I live in a disaster zone. No, really: the National Guard was called out, FEMA is here and everything. You’ve probably at least heard about the flooding in the Midwest. My area was not spared. Fifteen bridges and parts of 30 roads in my county are damaged or destroyed and areas that never flood were under water as the ground became saturated from too much rain. Levees broke and people had to be rescued from their homes in boats.
Fortunately, I am high and dry and was unaffected, at least directly, by the flooding. Hundreds of others, however, weren’t as fortunate. One of my husband’s colleagues lost his house and both of his cars. A former colleague of mine from the local newspaper (now retired) showed up in the newsroom, sodden, shoeless, and saying he didn’t know where else to go after water rushed through his apartment.

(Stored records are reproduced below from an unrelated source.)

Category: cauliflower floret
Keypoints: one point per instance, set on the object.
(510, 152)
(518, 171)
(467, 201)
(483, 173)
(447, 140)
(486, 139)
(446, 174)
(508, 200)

On the day the floods came, I called a friend whose family was returning from vacation to tell her not to attempt to drive home from the airport that night because of a combination of closed roads and a lack of “road closed” signs. After the state police told her husband it would take an estimated 10 hours to travel what normally takes one hour, they took my advice.
People who live near the river here know they’re at risk and take their chances. Those who live two or three miles from the river don’t consider that it will rain seven inches or so in one day, a levee will break or be breached, and their house and cars will be damaged or destroyed.
While we live in tornado country, I never figured a tornado would hit the city—Indiana, after all, isn’t Kansas—until one hit about two miles from me a couple of years ago. We’ve also had a couple of earthquakes here, the last one only a couple of months ago.
Even with unexpected floods, tornadoes and earthquakes that have the potential to disrupt large portions of, if not entire, areas, I don’t have an emergency kit ready to grab and go. I should. We all should.
So I went looking for information about emergency kits. What if it’s a situation where I should stay at home? What about if I need to leave the house—now!?
Homeland Security’s site (www.ready.gov) suggested that we have both kinds: One in case we need to stay in the house; one we can grab on the run (in case, for example, the waters are rising). It’s a good site for information on emergency planning. It even includes a section for people with special needs (www.ready.gov/america/getakit/disabled.html), which can include those with diabetic complications, which was developed with the American Association of Retired Persons (AARP), the Red Cross, and the National Organization on Disability.
But despite the extensive supply lists and planning information, there is something that isn’t addressed: What if you take insulin, pramlintide (brand name Symlin), exenatide (Byetta), or something else that needs to be refrigerated? Do you plan on swinging by the fridge to grab your vial and/or pen? Do you place a vial and/or a pen in your emergency kit and exchange it for a fresh container each time you run out of the old one? (On a personal note, I’ve never refrigerated insulin after it’s been opened and never had a problem with potency. Then, again, I keep my house at about 68 degrees year-round.)
Because blood glucose reagent strips have expiration dates, I guess we could also keep a container in our emergency kit and change that out each time we need a new one.
The site’s suggestion that we keep copies of prescriptions in our emergency kits is a good one. At least we could go to the pharmacy and get refills. Unless, of course, the damage is widespread enough that the nearest pharmacy is in the next state.
I’ll continue to ponder that one. In the meantime, I’m inclined to go for the one where I keep a vial, pen, and container of strips in my emergency kit and change them out from there, unless somebody has a better idea.
One thing I no longer ponder, however, is whether I’m safe from Mother Nature’s seeming state of permanent PMS. As recent events have proven, nobody is exempt from possible disaster.